Bulldozers

Bulldozers

La place est vide. Personne dans les rues. Ni aux terrasses des cafés, fermés, ni dans les boutiques, fermées elles aussi. Il est entre midi et 14 heures. Pas d’horloge. La chaleur du soleil s’intègre au silence pour couvrir, ou protéger l’endroit. Un peu comme on protège l’accès aux lieux sacrés. Les platanes sont en conciliabule, murmurant du bout de leurs feuillages tremblés par des instants de brise. Et puis des mouvements naissent. La patronne de la brasserie sort et essuie les tables de la terrasse en y posant des cendriers. Ni une ni deux, les premiers moineaux sont déjà là, se posant tranquilles sur les rambardes, attendant les opportunités. Un cycliste passe dans la rue en faisant un grand salut de la main et en jouant de sa sonnette pour la tenancière qui lui répond avec un sourire. Le premier client arrive, un homme en bleu de travail, le mégot de cigarette coincé au coin des lèvres. Il s’assoie à la terrasse en marmonnant dans un patois incompréhensible une phrase sur la météo du jour. La première boutique lève son rideau, c’est la boulangerie. Les autres suivent au gré de leurs horaires, pas vraiment fixés. Mais tout le monde ici a l’habitude. L’épicier étale ses cageots devant sa boutique Une heure après, les lieux foisonnent de vie. Rires, conversations tranquilles, chamailleries bon-enfant sous les platanes occupés par des joueurs de pétanque. Ce ne sont que des fleurs de moments d’été cueillies dans le jardin de la quiétude et offertes à travers des sourires, des joies saines, des échanges anodins sur la vie florissante de ce petit coin de France. Deux jeunes garçons, canne à pêche en main et attirail, se dépêchent d’aller à la rivière qui s’écoule aux abords des premières maisons du village, à l’ouest, frôlant le bois charmant, lieu de rendez-vous secret (ou plus vraiment) de la jeunesse amoureuse.

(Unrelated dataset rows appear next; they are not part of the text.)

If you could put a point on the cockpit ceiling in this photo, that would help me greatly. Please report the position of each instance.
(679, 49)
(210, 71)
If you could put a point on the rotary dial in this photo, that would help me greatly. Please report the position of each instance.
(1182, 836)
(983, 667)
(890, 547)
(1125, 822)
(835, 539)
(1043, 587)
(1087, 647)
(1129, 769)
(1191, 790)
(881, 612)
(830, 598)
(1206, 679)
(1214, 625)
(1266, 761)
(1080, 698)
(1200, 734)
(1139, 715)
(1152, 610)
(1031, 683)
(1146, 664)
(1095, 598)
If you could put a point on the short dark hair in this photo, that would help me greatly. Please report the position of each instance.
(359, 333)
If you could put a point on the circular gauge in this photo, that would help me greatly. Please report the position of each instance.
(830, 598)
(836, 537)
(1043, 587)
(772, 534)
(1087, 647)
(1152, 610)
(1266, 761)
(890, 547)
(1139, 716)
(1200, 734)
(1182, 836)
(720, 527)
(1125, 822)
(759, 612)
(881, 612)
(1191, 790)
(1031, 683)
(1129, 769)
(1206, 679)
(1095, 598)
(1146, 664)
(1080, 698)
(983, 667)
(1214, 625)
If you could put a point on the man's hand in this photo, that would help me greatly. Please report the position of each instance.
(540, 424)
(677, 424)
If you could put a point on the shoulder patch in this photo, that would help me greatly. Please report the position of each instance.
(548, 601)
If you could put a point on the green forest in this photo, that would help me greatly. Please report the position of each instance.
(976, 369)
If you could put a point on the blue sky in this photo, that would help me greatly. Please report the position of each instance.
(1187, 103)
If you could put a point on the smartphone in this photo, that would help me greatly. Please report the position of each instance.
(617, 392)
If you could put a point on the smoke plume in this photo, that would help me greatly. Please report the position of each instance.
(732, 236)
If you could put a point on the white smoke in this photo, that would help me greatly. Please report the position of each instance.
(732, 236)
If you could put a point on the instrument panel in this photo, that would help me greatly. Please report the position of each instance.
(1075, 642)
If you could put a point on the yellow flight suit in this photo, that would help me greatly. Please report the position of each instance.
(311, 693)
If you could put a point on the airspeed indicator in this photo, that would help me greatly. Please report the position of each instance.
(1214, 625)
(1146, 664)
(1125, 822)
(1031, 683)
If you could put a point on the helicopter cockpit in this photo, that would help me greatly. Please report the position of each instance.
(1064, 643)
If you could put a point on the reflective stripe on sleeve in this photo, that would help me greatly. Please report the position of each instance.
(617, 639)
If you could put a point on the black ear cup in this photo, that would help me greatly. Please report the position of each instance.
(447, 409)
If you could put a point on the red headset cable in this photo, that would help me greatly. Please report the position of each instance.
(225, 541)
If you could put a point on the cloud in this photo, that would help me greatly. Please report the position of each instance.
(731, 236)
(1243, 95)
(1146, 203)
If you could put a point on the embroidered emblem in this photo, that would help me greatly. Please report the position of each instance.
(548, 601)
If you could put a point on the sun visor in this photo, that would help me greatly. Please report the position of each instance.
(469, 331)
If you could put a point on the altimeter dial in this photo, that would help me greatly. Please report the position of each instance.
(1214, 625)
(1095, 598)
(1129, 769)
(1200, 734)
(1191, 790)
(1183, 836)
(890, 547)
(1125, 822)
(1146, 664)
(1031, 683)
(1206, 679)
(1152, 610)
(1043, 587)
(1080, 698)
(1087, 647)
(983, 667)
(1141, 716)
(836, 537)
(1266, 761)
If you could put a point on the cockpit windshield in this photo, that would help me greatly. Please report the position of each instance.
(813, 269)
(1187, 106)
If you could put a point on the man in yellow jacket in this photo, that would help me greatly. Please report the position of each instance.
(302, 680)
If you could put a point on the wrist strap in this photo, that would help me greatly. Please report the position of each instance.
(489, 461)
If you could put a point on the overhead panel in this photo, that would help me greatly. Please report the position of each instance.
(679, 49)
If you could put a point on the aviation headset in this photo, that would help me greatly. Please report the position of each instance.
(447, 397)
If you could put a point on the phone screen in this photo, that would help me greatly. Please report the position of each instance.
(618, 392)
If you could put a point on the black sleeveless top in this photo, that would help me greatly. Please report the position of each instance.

30 ans ont passé. La région a connu un développement violent. Quand le dernier paysan a vendu ses terres à un promoteur immobilier, c’est un hypermarché qui a surgi, avec un immense parking. Bien entendu, il a fallu tracer une route pour l’accès, une route à quatre voies. Et le développement n’a jamais ralenti sa fulgurance, faisant émerger ici ou là MacDo, Quick Burger, Leroy Merlin, Jardiland et bien d’autres sources bienvenues fournisseuses d’impôts locaux. Le bois charmant est devenu un secteur pavillonnaire ayant gardé le même nom.  Le village est devenu une banlieue douteuse, occupée par des squatters ayant investi les maisons et commerces d’antan. Les platanes font partie du passé, ayant été soumis à la rage du progrès pour un parking. La rivière depuis longtemps s’est évaporée dans des émanations chimiques dues à l’usine qui à force de combats judiciaires longs et coûteux a fini par fermer définitivement laissant ses locaux se délabrer lentement. Dans les médias, édiles et patrons ne tarissent pas d’éloges à cette ville devenue riche et porteuse d’emplois, alors qu’avant elle n’était qu’un simple village vivotant du mieux qu’il pouvait.

Des rumeurs circulent à propos de cette banlieue qui, certains soirs d’été, connaît des bruits, des sons, voire même des plaintes inquiétantes. Les squatters d’ailleurs sont partis vivoter loin d’ici, laissant tout à l’abandon et empêchés d’y accéder grâce à des barrières en attendant la prochaine course au progrès.